Who logs in to gdm? Not I, said the duck.
Being a software engineer myself I understand the sense of excitement accomplishment after completing internal testing. But as with many projects, as soon as this leaves the controlled "lab testing" environment it's a whole different ball game. Until then it's still a white paper product and I'd suggest remaining cautiously optimistic...
When you say small amounts, you mean 32Gb.
Which according to newegg can be had for $229, sure it's not pocket change but if you're thinking of say a computer vision program for a car... that's a tree, that's a house, that's a dog, there's a child running around. I would imagine it's a lot easier to collect sensor data than to make sense of it in real time, if you can rapidly identify points of interest like facial recognition in photo cameras on steroids you can put processing power - and potentially directional sensors - to good use. For example, you very closely look for clues whether a pedestrian walking down the street past a crossing is going to make use of it, so should an AI driver. Blunt use of raw processing power will only take you so far.
Live today, because you never know what tomorrow brings
Bear in mind, this particular method is just a way to quickly do a large number of convolutions and get statistically fairly accurate results for the most activated convolution kernels.
This isn't incompatible with deep neural network models. This method can be combined with them and provide the same speedup there.
But is it a breakthrough compared with the normal way to speed up a convolution, that is to compute it in Fourier space using a Fast Fourier Transform (FFT) or variants (DFT, DCT), etc.? I don't know the answer to this and would like a comparison as it is very relevant to my research work...
I'm sure it would take me more than a few minutes to identify that many objects.
However, how fast can it find Waldo?
It probably has been well tested "in the real world" - check out Google Goggles sometime (which is available for Android and iOS).

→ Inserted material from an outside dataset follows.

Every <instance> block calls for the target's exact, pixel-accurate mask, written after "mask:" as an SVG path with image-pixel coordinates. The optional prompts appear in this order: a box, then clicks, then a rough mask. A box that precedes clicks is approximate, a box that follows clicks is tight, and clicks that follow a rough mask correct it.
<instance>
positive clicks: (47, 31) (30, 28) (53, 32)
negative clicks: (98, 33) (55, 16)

In fact, this probably came out of the stuff that Goggles does - where you snap a photo and Goggles figures out what's in it. If you snap a QR code, it'll decode it, a barcode, it'll pop up a Google search for that product. Other items it'll attempt to either OCR it or perform object recognition. Basically it gives a list of things (snap a sign and it'll probably try to OCR it, offer you a translation, tell you what kinds of cars it sees, etc).

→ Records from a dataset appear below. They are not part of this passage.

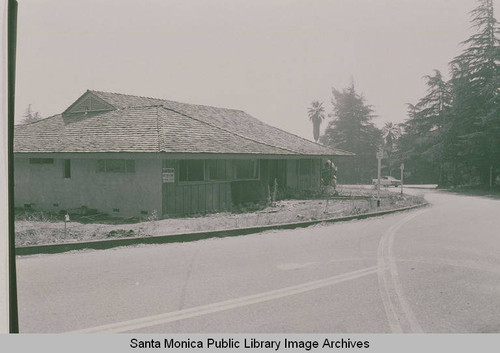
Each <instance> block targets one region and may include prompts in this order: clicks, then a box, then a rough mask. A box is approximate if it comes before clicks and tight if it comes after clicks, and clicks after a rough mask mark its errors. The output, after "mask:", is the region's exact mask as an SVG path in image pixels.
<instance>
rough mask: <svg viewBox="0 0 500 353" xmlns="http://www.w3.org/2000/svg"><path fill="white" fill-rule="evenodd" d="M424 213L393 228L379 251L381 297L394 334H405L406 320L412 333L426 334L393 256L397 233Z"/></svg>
mask: <svg viewBox="0 0 500 353" xmlns="http://www.w3.org/2000/svg"><path fill="white" fill-rule="evenodd" d="M424 212H427V210H422V211H420V212H417V213H414V214H411V215H409V216H407V217H405V218H403V219H402V220H400V221H399V222H397V223H396V224H394V225H393V226H391V227H390V228H389V229H388V230H387V232H386V233H385V234H384V235H383V236H382V238H381V239H380V243H379V246H378V250H377V258H378V266H379V269H378V271H377V275H378V280H379V289H380V295H381V297H382V302H383V304H384V309H385V312H386V316H387V320H388V321H389V326H390V327H391V331H392V332H394V333H402V332H404V331H403V327H402V326H401V323H402V321H404V320H406V322H407V323H408V325H409V328H410V330H411V332H413V333H423V332H424V331H423V330H422V328H421V327H420V325H419V323H418V321H417V319H416V317H415V314H414V313H413V311H412V310H411V308H410V305H409V304H408V301H407V300H406V297H405V295H404V293H403V287H402V285H401V281H400V280H399V274H398V270H397V266H396V261H395V260H394V256H393V245H394V237H395V234H396V232H397V231H398V230H399V228H400V227H401V226H402V225H403V224H405V223H407V222H409V221H411V220H412V219H413V218H415V217H417V216H419V215H421V214H422V213H424ZM387 268H389V273H387V271H386V269H387ZM398 309H399V311H400V312H402V315H398Z"/></svg>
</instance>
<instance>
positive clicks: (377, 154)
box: [377, 150, 384, 207]
mask: <svg viewBox="0 0 500 353" xmlns="http://www.w3.org/2000/svg"><path fill="white" fill-rule="evenodd" d="M382 157H384V152H383V151H382V150H379V151H378V152H377V160H378V163H377V178H378V182H377V207H380V171H381V169H382Z"/></svg>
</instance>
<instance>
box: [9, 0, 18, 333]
mask: <svg viewBox="0 0 500 353" xmlns="http://www.w3.org/2000/svg"><path fill="white" fill-rule="evenodd" d="M16 44H17V1H16V0H9V2H8V4H7V70H8V75H7V102H8V103H7V110H8V115H7V124H8V133H7V134H8V147H7V149H8V156H7V159H8V189H9V191H8V203H9V241H8V243H9V333H19V320H18V308H17V279H16V248H15V233H14V153H13V152H14V104H15V91H16V90H15V87H16Z"/></svg>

- First they ignore you, then they laugh at you, then ???, then profit.
I built out an $8k desktop for home earlier this year. I can assure you, the 64GB of RAM that went in there was probably one of the cheapest components in it. You can do 64GB for as little as $300. A single high-end graphics card is going to run you around $1000.

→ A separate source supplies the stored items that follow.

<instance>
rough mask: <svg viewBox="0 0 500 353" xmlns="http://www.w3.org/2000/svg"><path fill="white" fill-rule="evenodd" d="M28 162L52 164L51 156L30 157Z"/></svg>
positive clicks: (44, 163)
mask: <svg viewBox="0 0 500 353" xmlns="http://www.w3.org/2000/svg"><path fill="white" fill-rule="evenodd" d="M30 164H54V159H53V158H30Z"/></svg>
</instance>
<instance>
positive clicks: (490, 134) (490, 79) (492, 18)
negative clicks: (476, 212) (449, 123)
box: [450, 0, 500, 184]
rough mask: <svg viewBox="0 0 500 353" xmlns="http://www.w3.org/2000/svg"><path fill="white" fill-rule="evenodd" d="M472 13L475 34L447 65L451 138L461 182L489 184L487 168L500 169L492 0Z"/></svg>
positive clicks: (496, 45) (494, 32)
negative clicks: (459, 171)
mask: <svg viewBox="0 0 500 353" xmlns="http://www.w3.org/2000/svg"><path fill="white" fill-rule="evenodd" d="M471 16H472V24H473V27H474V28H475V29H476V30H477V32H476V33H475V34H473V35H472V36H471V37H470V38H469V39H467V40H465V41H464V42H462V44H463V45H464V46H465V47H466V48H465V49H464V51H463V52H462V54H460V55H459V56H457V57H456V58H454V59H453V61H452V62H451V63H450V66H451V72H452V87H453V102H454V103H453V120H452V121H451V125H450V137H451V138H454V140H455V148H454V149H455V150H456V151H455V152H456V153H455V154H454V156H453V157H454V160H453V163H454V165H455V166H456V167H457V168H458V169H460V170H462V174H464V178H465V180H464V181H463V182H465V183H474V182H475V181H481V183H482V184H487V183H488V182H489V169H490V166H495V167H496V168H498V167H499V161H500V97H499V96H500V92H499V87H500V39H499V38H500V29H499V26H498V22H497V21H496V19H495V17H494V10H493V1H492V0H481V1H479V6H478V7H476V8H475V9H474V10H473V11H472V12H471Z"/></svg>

To make the Kinect work (version 1.0) Microsoft gathered thousands upon thousands, possibly millions of data points, processed the images, checked the results etc. and after zillions of computations ended with digested data and some algorithms that use it, giving an accurate result in real time.
From reading the abstract I'm under the impression that Google basically did the same thing ; it's trading computation for memory use. The "hashes" of what the camera see match somehow with the digested data they amassed and thus the object gets classified. They do mention the training data.
represents a speed-up of approximately 20,000 times - four orders of magnitude - when compared with performing the convolutions explicitly on the same hardware. While mean average precision over the full set of 100,000 object classes is around 0.16 due in large part to the challenges in gathering training data and collecting ground truth for so many classes, we achieve a mAP of at least 0.20 on a third of the classes and 0.30 or better on about 20% of the classes.
I can't comment further on this, dunno if that new Google thing is basically/fundementally the same concept used in the Kinect or if there are relevant differences, other than scale.